Noi siamo assolutamente d'accordo con la ministra Turco nel superare la limitazione di legge che vieta l'esercizio della prostituzione al chiuso, ma pensiamo a due, massimo tre prostitute che condividono una casa. Altra cosa è la cooperativa, sulla quale abbiamo avuto un ripensamento: ciò che si può condividere è la gestione, non certo il lavoro, che è un rapporto personale tra me e il cliente. E poi chi dice che non si inneschino meccanismi di sfruttamento? Mettere le mani su un gruppo di nove, dieci donne è un affare... Dobbiamo guardare a cosa è successo in Olanda, dove nei quartieri a luci rosse sono arrivati i trafficanti di donne straniere, che si sono accaparrati il mercato con ricatti e pressioni su chi prima faceva l'affittacamere. Noi diciamo: legalizziamo il lavoro in casa, troviamo soluzioni nelle città, come orari e aree pedonali.
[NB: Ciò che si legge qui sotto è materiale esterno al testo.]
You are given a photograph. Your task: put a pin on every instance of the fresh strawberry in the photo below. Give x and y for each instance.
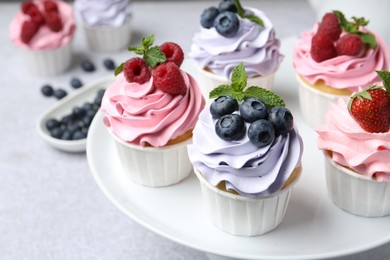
(371, 109)
(330, 26)
(50, 6)
(349, 44)
(53, 21)
(29, 29)
(168, 78)
(136, 70)
(322, 48)
(173, 52)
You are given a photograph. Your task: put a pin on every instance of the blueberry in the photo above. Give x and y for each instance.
(109, 64)
(76, 83)
(223, 105)
(227, 5)
(227, 24)
(230, 127)
(253, 109)
(261, 133)
(60, 93)
(87, 66)
(208, 16)
(52, 123)
(282, 119)
(47, 90)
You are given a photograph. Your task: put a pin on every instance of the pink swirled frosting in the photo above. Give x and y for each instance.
(366, 153)
(255, 46)
(45, 38)
(142, 114)
(245, 168)
(341, 72)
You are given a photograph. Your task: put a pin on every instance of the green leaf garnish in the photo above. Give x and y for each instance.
(353, 27)
(237, 89)
(241, 12)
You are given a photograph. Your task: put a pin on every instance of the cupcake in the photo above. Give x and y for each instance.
(231, 34)
(150, 111)
(43, 32)
(356, 145)
(334, 59)
(107, 23)
(247, 157)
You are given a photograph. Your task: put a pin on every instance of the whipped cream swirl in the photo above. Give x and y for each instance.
(341, 72)
(104, 12)
(142, 114)
(255, 46)
(366, 153)
(245, 168)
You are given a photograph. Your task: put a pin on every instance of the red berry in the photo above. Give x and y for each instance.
(322, 48)
(168, 78)
(29, 29)
(330, 26)
(371, 109)
(349, 44)
(173, 52)
(136, 70)
(53, 21)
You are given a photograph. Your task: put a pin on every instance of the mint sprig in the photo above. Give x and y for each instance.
(236, 89)
(151, 55)
(353, 27)
(241, 12)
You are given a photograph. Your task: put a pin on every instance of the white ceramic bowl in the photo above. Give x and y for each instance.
(243, 216)
(356, 193)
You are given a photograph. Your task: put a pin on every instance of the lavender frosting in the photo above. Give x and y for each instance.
(245, 168)
(254, 45)
(103, 12)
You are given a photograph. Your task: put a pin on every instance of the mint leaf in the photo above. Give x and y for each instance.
(239, 77)
(119, 69)
(385, 77)
(254, 18)
(154, 56)
(265, 95)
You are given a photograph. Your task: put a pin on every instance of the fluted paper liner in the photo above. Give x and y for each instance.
(355, 193)
(242, 216)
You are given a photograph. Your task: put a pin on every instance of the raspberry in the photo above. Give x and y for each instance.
(29, 29)
(54, 21)
(330, 26)
(349, 44)
(136, 70)
(173, 52)
(167, 77)
(322, 48)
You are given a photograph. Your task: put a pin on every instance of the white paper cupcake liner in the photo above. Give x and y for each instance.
(243, 216)
(47, 62)
(208, 81)
(314, 103)
(154, 166)
(109, 39)
(355, 193)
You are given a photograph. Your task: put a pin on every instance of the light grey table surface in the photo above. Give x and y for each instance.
(50, 205)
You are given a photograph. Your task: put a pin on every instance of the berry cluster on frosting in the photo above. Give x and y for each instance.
(37, 18)
(262, 109)
(160, 62)
(337, 36)
(225, 18)
(371, 107)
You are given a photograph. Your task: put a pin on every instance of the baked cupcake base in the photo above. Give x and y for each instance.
(355, 193)
(244, 216)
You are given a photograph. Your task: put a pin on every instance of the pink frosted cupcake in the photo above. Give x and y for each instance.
(334, 59)
(356, 144)
(151, 115)
(43, 31)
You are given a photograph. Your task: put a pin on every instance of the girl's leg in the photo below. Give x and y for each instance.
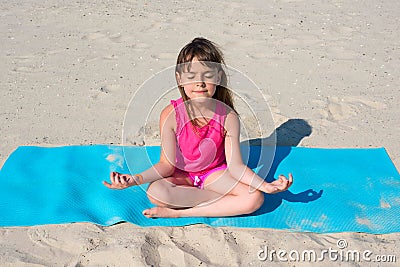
(233, 198)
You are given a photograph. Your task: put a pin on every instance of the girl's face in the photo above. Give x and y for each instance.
(200, 80)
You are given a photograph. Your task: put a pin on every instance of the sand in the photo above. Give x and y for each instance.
(70, 69)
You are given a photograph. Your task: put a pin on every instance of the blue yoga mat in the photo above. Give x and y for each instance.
(335, 190)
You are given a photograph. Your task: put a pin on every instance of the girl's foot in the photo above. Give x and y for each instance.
(121, 181)
(158, 212)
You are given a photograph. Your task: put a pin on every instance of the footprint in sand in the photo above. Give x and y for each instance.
(337, 110)
(116, 38)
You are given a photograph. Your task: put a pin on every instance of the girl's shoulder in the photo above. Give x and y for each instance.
(167, 112)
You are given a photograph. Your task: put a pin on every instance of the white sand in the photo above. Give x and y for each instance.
(69, 69)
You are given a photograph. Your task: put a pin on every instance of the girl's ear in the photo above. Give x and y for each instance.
(219, 77)
(178, 78)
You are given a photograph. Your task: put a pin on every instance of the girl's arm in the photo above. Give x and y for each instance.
(164, 168)
(238, 169)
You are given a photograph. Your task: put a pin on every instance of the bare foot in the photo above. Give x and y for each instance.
(161, 212)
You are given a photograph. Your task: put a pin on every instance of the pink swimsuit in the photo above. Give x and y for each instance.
(199, 153)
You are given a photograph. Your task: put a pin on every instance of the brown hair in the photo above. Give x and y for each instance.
(207, 52)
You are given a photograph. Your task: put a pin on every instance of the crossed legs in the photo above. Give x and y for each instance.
(222, 196)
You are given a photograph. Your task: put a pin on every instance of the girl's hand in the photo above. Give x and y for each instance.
(279, 185)
(120, 181)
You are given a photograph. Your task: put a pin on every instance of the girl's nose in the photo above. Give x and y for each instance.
(201, 84)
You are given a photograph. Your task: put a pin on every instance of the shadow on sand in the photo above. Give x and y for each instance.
(261, 154)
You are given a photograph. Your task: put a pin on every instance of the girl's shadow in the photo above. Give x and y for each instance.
(262, 155)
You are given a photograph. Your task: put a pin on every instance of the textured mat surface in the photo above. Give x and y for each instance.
(335, 190)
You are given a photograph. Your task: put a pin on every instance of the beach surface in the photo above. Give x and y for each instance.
(327, 74)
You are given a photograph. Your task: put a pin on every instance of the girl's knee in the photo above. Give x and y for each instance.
(255, 201)
(158, 193)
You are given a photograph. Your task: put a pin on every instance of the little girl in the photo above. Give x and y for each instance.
(201, 172)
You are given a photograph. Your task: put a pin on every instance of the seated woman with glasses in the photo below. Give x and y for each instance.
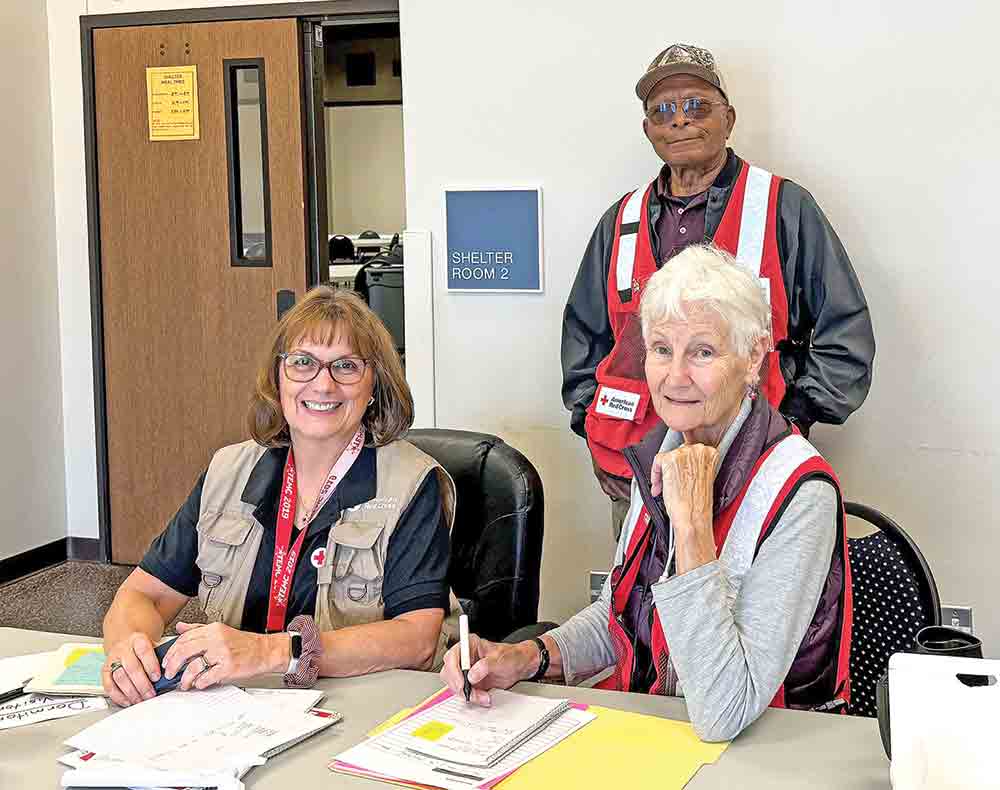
(318, 548)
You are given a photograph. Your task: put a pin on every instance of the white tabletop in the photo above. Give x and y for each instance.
(783, 749)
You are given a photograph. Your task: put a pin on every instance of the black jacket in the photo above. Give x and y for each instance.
(827, 358)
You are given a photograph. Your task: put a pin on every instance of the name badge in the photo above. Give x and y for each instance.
(617, 403)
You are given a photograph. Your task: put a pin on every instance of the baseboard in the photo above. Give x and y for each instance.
(85, 549)
(32, 560)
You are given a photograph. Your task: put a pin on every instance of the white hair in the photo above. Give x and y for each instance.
(703, 276)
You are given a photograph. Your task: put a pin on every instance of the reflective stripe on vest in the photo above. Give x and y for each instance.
(625, 261)
(749, 249)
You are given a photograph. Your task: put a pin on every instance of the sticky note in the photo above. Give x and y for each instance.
(83, 667)
(432, 731)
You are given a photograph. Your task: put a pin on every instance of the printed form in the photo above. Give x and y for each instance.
(210, 730)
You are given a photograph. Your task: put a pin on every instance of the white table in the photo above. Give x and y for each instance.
(783, 749)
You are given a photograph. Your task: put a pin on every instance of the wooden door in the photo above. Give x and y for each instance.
(183, 325)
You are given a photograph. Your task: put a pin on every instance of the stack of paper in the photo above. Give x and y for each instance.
(16, 672)
(462, 738)
(73, 669)
(18, 708)
(205, 738)
(617, 749)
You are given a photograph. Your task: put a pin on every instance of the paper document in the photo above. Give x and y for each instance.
(387, 757)
(473, 735)
(292, 700)
(32, 708)
(74, 669)
(15, 672)
(209, 731)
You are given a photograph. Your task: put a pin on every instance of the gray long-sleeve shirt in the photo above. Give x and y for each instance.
(732, 636)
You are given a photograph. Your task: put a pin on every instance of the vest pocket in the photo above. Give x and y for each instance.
(358, 565)
(220, 557)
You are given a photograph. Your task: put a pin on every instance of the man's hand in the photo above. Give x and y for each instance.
(219, 653)
(686, 478)
(135, 670)
(612, 485)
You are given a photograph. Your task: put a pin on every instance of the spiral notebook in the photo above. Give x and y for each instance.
(458, 732)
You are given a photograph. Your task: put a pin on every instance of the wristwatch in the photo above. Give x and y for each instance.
(543, 663)
(293, 663)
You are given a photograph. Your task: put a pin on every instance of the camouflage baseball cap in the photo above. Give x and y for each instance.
(681, 59)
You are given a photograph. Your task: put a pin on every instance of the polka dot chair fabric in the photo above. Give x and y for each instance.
(894, 597)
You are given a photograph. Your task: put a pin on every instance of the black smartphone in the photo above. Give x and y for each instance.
(165, 684)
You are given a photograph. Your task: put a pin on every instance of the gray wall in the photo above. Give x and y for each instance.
(858, 102)
(32, 478)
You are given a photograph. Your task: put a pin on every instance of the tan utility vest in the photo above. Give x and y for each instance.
(350, 580)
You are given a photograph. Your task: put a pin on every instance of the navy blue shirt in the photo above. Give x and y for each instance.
(416, 562)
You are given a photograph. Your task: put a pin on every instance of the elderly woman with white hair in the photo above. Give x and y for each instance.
(731, 584)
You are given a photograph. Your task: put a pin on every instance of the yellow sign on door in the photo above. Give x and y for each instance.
(172, 99)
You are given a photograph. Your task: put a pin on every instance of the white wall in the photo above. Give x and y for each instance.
(886, 111)
(31, 471)
(364, 164)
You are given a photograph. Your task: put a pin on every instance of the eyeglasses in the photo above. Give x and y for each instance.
(302, 368)
(694, 107)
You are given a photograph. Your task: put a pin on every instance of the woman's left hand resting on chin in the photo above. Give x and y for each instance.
(686, 478)
(229, 654)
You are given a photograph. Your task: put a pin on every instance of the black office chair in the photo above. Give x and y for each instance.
(496, 543)
(894, 597)
(341, 249)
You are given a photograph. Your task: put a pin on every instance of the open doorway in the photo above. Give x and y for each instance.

E pensiamo alle straniere.

Che cosa occorre fare per loro?

Renderle legali. Mi spiego: quando Turco parla di case in affitto, di cooperative, parla di una fetta piccolissima della prostituzione che potrebbe accedere a queste soluzioni. In strada il 90 per cento sono straniere e senza documenti. L'articolo 18 della legge sull'immigrazione, che consente programmi di protezione per le vittime della tratta che denuncino gli sfruttatori o siano in pericolo, è un ottimo articolo, ma le maglie sono troppo strette. Io lavoro in un progetto a Trieste con 25 donne colombiane. Non sono sfruttate, non hanno nessuno da denunciare e sono irregolari: alcune di loro vorrebbero cambiare il lavoro, ma non possono perchè sono senza documenti. Per lo stesso motivo altre non possono affittare una casa.

Per queste donne perchè non studiare una soluzione, come un permesso temporaneo?

Non si tratta di legalizzare la prostituzione, ma di regolarizzare le straniere, usando il parametro della capacità economica di vivere in Italia. Facile obiezione: un provvedimento di questo tipo incentiverebbe gli arrivi e richiederebbe una capacità della politica di andare controcorrente rispetto agli umori diffusi in materia di prostituzione. Bisogna dire che, se non fai nulla, non è che queste persone smettono di arrivare, e l'irregolarità incentiva lo sfruttamento. E poi: le ricette repressive le applica meglio la destra, non è così che la sinistra prende più voti. Non vogliamo spingere il governo al riconoscimento di questo lavoro, ma occorrono soluzioni innovative e non di stampo repressivo anche a livello locale.